The Judge explained the test that he considered he should apply as follows:
“ … I have no doubt that there is a difference between, on the one hand, a landlord’s intention which is sketchy and relatively unformed but nonetheless genuine, and, on the other hand, a real intention but which is speculative and vague. It strikes me as a matter of evidence. Is there evidence that persuades me, on balance of probabilities, that the landlord’s intention in relation to the business Mr Khaireddine describes is (to use some of the phrases from the authorities) “sufficiently on the cards” or “genuine and workable” such that it amounts to “a possibility of a bona fide decision to operate a break clause if one be granted”?
He said in para 45: “… it is a question of whether such an intention is more than just a mere thought which has not matured into a genuine and workable decision.”
On the evidence, he held that test was not satisfied.

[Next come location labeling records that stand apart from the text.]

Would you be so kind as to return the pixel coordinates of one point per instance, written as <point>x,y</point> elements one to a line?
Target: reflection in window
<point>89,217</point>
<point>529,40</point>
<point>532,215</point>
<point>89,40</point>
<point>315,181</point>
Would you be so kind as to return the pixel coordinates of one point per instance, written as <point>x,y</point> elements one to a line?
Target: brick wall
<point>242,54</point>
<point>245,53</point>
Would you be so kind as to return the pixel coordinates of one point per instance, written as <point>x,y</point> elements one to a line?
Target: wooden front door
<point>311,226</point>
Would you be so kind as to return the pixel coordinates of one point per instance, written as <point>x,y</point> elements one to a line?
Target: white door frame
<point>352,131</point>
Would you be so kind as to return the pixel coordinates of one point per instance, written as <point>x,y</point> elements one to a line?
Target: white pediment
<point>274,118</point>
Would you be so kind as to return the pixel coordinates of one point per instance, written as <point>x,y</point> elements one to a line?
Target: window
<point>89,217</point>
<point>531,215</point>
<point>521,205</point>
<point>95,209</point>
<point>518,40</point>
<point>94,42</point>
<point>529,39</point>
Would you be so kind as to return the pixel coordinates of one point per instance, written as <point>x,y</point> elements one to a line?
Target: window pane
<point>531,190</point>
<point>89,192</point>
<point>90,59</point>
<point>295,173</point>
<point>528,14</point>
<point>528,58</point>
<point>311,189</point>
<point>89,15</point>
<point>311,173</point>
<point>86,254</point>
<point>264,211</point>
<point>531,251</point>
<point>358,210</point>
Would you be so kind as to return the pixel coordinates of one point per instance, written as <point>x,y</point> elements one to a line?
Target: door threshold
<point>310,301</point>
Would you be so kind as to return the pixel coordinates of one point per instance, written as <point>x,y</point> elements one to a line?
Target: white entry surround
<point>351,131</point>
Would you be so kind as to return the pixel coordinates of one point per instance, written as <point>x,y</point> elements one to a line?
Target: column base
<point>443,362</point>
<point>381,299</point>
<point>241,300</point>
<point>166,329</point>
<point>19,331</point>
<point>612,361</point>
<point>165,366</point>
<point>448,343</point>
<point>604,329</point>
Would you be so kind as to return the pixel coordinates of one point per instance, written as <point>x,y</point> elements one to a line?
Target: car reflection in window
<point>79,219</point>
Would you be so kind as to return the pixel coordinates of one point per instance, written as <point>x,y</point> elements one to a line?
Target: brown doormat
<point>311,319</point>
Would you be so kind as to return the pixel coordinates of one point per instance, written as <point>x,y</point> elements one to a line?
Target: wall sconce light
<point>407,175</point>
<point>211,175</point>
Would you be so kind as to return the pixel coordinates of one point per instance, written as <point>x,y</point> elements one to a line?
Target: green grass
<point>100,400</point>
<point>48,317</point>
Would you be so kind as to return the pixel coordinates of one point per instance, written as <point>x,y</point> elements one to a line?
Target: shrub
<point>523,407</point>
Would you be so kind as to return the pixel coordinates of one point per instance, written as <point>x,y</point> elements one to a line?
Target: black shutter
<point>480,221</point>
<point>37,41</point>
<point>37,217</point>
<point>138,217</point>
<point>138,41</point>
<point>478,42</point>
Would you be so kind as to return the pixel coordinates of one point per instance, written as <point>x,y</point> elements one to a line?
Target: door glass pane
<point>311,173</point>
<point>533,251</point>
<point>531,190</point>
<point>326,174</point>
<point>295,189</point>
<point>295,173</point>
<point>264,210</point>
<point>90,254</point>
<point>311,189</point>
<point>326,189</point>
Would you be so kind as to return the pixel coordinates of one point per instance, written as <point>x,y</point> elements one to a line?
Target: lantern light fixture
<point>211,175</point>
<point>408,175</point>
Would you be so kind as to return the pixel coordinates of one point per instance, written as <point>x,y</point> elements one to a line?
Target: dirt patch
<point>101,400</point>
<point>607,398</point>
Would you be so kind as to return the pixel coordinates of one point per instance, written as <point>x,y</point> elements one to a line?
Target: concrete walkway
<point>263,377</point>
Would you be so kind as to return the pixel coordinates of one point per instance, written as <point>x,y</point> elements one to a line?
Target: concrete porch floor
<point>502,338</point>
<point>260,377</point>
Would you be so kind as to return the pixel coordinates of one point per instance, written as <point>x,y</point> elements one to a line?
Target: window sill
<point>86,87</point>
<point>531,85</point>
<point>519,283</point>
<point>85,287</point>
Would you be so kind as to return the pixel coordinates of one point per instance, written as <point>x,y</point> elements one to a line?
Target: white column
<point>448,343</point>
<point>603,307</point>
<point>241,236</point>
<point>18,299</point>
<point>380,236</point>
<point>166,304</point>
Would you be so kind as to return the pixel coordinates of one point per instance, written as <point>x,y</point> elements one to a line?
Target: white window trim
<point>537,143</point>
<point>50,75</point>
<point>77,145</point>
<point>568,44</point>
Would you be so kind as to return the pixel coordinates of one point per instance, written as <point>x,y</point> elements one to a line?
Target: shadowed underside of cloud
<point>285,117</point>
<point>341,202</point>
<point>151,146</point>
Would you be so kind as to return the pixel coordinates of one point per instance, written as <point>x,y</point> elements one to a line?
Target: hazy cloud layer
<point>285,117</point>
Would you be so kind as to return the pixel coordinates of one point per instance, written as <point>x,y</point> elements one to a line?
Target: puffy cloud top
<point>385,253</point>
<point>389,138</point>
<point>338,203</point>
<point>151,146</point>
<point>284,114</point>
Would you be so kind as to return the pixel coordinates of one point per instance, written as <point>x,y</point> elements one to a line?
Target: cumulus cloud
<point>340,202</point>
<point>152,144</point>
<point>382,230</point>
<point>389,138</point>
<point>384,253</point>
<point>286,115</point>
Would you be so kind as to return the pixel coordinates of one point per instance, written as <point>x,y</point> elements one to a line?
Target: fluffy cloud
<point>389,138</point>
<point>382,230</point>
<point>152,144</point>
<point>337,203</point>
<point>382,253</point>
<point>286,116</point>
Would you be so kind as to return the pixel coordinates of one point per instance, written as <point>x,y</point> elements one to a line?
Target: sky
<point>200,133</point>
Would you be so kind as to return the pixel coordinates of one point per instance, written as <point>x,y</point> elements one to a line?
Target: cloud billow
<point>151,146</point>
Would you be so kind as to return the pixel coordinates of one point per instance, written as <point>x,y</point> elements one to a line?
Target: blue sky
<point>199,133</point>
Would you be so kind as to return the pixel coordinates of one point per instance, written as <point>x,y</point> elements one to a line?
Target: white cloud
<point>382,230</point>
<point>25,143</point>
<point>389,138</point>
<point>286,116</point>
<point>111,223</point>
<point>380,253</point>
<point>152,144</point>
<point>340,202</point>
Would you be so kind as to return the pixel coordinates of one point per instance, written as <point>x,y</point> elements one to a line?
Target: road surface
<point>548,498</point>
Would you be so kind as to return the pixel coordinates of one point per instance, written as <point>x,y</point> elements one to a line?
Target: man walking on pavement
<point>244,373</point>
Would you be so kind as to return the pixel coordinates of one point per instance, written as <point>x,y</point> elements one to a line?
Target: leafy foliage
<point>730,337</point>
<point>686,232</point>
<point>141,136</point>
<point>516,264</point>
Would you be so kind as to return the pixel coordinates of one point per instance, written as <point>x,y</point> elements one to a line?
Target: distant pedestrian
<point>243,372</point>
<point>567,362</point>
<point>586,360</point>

The refusal to allow the tenant to rely on three witness statements
The tenant was refused permission to rely on three witness statements.
One was from BMW’s former head of corporate real estate and related to the issue of who had paid for certain improvements. This had been served late and the Judge refused relief from sanctions.
The other two were from individuals concerning the marketing of the premises on either side of 70 Park Lane. BMW wished to rely on their evidence under the Civil Evidence Act 1995 without calling them. But this was in breach of an order which had been made at the pre-trial review that: “The makers of witness statements on which the parties intend to rely shall attend for cross-examination unless their attendance is dispensed with by agreement.”
The Judge held this order was clear. Unless there was agreement between the parties that a witness need not attend, they must attend and if they did not, their evidence should not be admitted.